The FSSA algorithm begins with the creation and visualization of functional time series (fts) data. We begin illustration of the FSSA algorithms with a univariate example of call center data. The number of calls made to a bank center, every six minutes, was tracked each day of the year in 1999. As such, for each day, we have 240 observations with which we can use to estimate functional data (fd) objects from. We can analyze each fd object day individually but it is more interesting to look at behavior of the data between days. We expect there to be some sort of pattern in the number of calls received to the call center between days for instance, they likely receive more calls during the weekdays than the weekends and we would like to uncover that behavior. So, we move our analysis from the finite dimensional domain of analyzing each day independent of one another for patterns within a day, to trying to find patterns between days and in particular, weekly patterns that arise from days of the week. This type of analyze calls for an approach that uses fd objects that can be used to extract information about the call center behavior not only within a day but also between the 365 days of hte year. As such, we create fd objects from the raw callcenter data using the following.
require(fda)
require(Rfssa)
data("Callcenter")
## Define functional objects
D <- matrix(sqrt(Callcenter$calls),nrow = 240)
N <- ncol(D)
time <- seq(ISOdate(1999,1,1), ISOdate(1999,12,31), by="day")
K <- nrow(D)
u <- seq(0,K,length.out =K)
d <- 22 #Optimal Number of basis elements
basis <- create.bspline.basis(c(min(u),max(u)),d)
Ysmooth <- smooth.basis(u,D,basis)
At this point, we have created 365 curves where each curve is representative of the number of calls to the center on a given day, throughout that day. Notice that the data is by definition, dependent on time, so really we are working with fts data and need to convert it to the proper fts object with the following.
## Define functional time series
Y <- fts(Ysmooth$fd,time = time)
In this version of the Rfssa package, we introduced plotting for fts objects that uses the ‘plotly’ package. The idea is to use these plots to help in deciding a proper lag parameter for the FSSA algorithm and to give a little more clearer view of the fts data. The following shows examples of the different plotting options available to the user using our call center example.
Here’s a line plot showing the fts object where each curve is representative of calls received in a day, throughout the day for 365 days. We see that despite the day, the call center receives less calls early in the day and more calls later on in the day which is the trend component we expect the FSSA algorithm to find.
plot(Y, main="Line Plot of Callcenter Data",xlab = "Intraday Intervals",ylab = "Sqrt of Callcenter", type='line')
This next plot is a heat map which offers a top-down view of the fts object so that the user can more clearly see patterns in the functions over days. We see that there is periodicity present in the fts object as about every seven days, we have a change in function behavior. This is to be expected as the bank receives less calls on weekends.
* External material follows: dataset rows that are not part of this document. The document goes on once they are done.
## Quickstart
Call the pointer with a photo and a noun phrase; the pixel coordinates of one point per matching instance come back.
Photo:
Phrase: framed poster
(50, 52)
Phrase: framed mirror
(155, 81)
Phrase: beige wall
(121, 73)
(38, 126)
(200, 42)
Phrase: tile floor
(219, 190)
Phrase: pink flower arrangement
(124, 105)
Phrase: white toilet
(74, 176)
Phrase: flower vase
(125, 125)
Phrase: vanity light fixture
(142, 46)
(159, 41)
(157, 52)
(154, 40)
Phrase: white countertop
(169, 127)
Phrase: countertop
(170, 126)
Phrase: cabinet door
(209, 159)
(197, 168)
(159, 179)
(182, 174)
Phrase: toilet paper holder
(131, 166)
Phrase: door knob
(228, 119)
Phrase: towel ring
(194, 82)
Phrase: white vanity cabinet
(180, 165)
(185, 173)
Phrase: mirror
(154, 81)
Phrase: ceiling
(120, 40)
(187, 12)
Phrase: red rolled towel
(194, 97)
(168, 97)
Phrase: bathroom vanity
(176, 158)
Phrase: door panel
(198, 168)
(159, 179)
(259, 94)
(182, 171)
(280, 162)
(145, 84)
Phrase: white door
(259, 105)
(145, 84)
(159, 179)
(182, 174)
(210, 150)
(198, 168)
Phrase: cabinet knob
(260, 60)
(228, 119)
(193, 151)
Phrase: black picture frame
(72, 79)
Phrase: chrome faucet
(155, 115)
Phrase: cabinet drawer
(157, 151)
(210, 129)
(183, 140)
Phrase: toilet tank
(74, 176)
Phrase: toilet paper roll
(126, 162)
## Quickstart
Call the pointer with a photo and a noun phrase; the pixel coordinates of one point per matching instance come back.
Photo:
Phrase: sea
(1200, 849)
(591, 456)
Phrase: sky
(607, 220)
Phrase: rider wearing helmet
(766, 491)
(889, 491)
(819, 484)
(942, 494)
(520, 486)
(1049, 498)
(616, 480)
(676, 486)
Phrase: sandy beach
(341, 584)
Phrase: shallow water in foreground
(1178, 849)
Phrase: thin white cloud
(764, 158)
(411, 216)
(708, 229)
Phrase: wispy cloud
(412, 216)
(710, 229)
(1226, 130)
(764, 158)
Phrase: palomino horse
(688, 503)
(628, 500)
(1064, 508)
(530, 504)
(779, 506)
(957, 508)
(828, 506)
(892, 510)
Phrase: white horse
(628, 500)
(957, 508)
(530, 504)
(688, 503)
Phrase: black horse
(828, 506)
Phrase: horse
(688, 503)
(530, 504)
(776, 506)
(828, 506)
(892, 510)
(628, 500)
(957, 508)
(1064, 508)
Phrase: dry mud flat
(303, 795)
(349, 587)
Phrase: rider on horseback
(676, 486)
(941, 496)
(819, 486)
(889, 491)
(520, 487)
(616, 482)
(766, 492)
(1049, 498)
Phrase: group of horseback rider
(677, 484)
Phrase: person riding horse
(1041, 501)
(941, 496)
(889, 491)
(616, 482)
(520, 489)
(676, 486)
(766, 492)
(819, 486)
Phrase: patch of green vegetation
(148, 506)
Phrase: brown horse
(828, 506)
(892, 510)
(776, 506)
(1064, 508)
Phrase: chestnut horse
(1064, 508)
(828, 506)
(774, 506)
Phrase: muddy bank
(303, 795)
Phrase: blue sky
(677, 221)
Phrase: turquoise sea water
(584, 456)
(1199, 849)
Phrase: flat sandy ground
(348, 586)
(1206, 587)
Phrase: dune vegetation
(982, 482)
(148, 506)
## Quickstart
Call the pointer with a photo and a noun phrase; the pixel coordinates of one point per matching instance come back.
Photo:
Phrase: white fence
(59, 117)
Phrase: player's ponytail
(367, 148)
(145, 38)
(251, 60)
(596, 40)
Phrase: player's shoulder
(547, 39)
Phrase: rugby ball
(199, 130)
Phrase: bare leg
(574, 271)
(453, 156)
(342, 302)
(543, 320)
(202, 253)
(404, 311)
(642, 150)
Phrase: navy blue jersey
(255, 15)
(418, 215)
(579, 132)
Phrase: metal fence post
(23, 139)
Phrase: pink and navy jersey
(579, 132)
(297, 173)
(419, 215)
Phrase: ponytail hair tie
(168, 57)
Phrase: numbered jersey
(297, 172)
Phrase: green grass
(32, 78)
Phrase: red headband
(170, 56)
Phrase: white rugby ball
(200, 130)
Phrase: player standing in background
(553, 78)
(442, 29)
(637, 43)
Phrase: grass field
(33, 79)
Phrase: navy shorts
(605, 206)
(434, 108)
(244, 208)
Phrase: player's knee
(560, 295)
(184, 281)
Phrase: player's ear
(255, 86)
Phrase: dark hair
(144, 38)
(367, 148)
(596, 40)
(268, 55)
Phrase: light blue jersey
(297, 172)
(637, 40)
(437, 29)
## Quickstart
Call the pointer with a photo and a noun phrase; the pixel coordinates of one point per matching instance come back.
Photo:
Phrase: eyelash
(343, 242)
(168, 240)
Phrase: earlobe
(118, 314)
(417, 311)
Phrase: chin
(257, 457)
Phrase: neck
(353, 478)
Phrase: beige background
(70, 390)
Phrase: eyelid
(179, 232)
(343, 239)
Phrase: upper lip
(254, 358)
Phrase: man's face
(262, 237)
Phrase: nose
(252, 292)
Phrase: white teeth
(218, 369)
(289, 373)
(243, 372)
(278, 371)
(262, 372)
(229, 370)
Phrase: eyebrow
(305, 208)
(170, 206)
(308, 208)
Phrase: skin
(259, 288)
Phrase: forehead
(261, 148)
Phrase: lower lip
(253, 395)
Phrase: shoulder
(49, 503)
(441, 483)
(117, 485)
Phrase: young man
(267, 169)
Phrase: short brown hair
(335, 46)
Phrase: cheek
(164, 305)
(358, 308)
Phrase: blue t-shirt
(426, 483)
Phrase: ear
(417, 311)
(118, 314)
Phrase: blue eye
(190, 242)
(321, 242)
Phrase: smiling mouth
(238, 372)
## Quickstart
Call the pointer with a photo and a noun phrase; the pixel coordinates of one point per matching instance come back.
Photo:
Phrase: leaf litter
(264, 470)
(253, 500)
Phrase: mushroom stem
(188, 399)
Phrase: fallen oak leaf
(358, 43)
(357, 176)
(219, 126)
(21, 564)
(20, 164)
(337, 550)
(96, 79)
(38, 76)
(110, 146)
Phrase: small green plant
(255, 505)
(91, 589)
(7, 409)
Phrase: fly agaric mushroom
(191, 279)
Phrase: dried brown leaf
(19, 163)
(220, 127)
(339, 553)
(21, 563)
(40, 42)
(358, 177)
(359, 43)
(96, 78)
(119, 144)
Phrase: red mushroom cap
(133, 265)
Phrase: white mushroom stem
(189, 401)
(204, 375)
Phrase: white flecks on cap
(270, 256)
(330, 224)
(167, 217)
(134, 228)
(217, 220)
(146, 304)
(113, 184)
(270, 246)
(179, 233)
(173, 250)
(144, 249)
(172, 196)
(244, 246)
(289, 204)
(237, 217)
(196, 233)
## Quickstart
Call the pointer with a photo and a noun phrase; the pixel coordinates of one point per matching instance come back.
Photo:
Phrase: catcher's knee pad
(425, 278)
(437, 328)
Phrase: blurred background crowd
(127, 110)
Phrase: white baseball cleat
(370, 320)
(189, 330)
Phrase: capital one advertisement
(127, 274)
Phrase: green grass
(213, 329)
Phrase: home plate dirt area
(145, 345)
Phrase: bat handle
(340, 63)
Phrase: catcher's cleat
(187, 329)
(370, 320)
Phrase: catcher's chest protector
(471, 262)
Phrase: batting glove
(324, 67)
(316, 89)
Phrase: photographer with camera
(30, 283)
plot(Y, main = "Heat Map of Callcenter Data",tlab="Days",xlab = "Intraday Intervals", type='heatmap')
The following 3D surface and 3D line plot options are helpful in the sense that they combine the information provided in the line plot with the information provided in the heat map plot. For our call center example, we again see the seven day periodic behavior.
plot(Y, xlab = "Intraday intervals",ylab = "Sqrt of Callcenter", type='3Dsurface')
plot(Y, xlab = "Intraday intervals",ylab = "Sqrt of Callcenter", type='3Dline')
In general, the addition of the fts class with the new plotting options for the object is extremely helpful and informative when analyzing functional time series data as seen in our univariate call center example. These plotting options give us clues into how we choose our lag parameter and what types of patterns we should be searching for in our FSSA plots. For instance, since we see a roughly seven day periodic component, we expect to see seven pop up in our functional singular spectrum analysis in some way such as in the paired-plots.